As idéias mesmas giram, vão e voltam, e os fatos se repetem com o redemoinho dos ventos. Todo tempo é tempo — a qualquer hora — para o olho do furacão. Os ventos do norte movem moinhos, sim, ao contrário do que cantavam, décadas atrás, aqueles jovens secos e molhados do Brasil — o “sangue latino” nas veias musicais, a branca e seminua magreza de Ney Matogrosso, com os seus requebros e suas penas coloridas. Os ventos do Norte movem moinhos e redemoinhos. Berra o boi na calçada de Wall Street — e por ali os adoradores do bezerro de ouro —, estremece a Bolsa de New York City, late o Cão ao reverso de Deus na nota de um dólar: “In God We Trust” — Em Deus Confiamos —, onde God, ao inverso, é Dog, o Cão. Será o guardião do portões do Fort Knox, base militar norte-americana, onde se amealha boa parte do ouro do mundo? Ocorre-me Cérbero, o cão tricéfalo da mitologia grega, guardião do portão do inferno e também guardião dos mortos. E os mortos-vivos, os que venderam a alma por dinheiro, quem os guarda?
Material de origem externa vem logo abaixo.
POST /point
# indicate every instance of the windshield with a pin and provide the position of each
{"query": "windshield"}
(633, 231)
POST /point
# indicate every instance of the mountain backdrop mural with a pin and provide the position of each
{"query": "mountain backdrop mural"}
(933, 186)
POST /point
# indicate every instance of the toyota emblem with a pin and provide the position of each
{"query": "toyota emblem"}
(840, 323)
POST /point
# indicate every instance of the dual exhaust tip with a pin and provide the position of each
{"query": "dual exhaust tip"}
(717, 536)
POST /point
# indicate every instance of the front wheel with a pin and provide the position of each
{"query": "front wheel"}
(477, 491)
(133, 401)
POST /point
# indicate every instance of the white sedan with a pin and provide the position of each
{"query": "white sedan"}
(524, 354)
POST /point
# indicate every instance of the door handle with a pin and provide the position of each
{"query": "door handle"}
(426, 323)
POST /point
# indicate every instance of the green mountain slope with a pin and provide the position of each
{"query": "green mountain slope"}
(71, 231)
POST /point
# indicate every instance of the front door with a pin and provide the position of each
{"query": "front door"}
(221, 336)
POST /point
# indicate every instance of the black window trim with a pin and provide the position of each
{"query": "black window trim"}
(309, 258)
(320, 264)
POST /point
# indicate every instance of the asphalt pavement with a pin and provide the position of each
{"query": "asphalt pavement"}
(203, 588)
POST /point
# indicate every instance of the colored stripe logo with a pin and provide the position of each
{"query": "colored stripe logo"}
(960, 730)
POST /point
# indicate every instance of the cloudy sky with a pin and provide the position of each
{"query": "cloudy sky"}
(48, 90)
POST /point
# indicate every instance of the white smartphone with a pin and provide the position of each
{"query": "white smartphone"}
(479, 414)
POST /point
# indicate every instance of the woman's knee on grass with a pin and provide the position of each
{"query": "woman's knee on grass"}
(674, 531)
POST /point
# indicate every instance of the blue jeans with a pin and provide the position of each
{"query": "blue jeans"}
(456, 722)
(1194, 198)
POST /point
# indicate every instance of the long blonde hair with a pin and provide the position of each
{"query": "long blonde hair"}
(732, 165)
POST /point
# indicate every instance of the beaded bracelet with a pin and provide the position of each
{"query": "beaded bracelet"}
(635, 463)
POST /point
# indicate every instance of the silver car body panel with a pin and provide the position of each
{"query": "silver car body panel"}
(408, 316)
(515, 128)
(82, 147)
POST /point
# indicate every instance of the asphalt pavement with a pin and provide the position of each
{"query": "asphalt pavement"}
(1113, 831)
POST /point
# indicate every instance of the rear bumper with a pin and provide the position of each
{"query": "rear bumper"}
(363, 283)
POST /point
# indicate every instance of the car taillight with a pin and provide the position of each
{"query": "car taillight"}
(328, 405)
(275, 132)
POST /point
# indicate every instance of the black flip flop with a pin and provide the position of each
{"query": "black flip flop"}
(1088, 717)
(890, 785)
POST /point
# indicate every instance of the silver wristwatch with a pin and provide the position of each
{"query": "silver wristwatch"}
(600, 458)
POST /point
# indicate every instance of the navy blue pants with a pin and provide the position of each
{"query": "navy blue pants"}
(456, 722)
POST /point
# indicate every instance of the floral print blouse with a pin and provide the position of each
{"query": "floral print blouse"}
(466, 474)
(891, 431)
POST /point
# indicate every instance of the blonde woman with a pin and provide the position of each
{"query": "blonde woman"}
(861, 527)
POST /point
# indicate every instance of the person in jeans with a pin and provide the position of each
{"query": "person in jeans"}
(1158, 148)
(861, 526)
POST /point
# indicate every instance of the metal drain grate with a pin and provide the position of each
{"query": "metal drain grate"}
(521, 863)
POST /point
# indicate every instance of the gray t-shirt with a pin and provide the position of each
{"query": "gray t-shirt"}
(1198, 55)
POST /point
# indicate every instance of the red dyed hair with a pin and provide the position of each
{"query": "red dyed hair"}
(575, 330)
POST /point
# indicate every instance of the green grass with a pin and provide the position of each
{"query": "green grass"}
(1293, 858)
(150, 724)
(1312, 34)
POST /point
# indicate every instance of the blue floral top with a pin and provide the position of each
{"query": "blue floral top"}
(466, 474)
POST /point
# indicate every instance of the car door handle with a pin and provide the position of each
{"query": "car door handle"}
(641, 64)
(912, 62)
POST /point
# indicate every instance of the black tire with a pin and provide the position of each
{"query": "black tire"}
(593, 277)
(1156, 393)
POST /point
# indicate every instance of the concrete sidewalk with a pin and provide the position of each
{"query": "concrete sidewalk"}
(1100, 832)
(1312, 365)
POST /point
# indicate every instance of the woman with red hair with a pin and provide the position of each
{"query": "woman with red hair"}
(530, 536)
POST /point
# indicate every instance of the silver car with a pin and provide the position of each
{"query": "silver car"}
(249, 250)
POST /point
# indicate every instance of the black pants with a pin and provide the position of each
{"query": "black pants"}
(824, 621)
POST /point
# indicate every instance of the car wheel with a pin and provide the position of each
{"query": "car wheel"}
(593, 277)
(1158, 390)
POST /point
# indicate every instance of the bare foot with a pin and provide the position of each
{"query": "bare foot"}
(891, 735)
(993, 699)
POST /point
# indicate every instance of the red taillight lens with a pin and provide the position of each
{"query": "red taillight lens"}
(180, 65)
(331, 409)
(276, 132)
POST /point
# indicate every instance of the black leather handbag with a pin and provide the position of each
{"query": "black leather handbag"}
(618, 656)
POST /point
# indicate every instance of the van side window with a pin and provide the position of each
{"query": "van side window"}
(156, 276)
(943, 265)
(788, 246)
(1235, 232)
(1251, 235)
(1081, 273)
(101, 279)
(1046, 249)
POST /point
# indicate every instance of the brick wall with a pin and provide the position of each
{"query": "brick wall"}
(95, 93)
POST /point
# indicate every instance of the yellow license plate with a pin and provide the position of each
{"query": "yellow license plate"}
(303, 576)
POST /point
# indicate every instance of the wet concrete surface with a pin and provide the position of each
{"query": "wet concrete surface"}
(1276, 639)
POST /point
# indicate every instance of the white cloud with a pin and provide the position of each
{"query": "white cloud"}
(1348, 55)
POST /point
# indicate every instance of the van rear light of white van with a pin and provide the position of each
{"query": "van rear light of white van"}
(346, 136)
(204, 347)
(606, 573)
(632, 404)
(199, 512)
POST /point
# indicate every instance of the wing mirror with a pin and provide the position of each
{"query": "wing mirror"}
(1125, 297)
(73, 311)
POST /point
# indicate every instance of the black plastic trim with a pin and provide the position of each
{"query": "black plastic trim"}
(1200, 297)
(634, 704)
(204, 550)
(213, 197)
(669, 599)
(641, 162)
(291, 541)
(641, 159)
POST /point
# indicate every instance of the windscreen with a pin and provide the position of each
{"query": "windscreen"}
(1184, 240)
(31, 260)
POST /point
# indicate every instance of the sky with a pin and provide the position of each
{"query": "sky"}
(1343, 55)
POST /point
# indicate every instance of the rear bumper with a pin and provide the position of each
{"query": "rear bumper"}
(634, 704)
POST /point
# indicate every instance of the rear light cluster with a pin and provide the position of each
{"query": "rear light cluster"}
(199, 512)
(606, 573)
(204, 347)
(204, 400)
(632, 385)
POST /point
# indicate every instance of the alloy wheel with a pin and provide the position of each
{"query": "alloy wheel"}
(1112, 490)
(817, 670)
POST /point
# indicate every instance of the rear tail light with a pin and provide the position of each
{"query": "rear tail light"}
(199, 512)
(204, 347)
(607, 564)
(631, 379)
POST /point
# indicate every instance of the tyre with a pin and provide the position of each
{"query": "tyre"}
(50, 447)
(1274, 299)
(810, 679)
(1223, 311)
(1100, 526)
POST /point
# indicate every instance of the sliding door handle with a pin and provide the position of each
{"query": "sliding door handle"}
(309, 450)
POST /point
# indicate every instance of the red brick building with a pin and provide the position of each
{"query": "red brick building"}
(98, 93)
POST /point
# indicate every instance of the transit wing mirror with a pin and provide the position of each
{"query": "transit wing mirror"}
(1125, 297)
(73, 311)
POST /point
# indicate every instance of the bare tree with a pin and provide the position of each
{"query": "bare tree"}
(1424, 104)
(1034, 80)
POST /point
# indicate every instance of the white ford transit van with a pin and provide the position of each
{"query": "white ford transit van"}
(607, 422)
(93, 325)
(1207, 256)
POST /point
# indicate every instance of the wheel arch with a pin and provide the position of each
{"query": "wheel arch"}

Os pregoeiros da Bolsa agora roem as unhas, os investidores se descabelam. Nos chiqueiros do mundo, a porca torce o rabo. E tudo por causa do dinheiro, o maior dos problemas criados pelo homem. Se o dinheiro constrói maravilhas, também destrói o homem e suas maravilhas. As Torres Gêmeas, por exemplo. Destruídas pelo dinheiro do terrorismo, ou pelo terrorismo do dinheiro, se aqui me acompanham a extensão dos termos, e porque tudo no mundo é dinheiro, dinheiro, dinheiro, combustível para o poder político e a política do poder. Estão me entendendo o jogo?
O mundo é mesmo um circo. O homem, na lama de sua miserável condição humana, é risível, tragicômico e patético, amiúde ridículo. Tenho dito. E antes que me tomem por palmatória do mundo, aqui me tenho circunscrito. No lamaçal da história. Uma parte inseparável dela. Sórdidos. Somos todos sórdidos.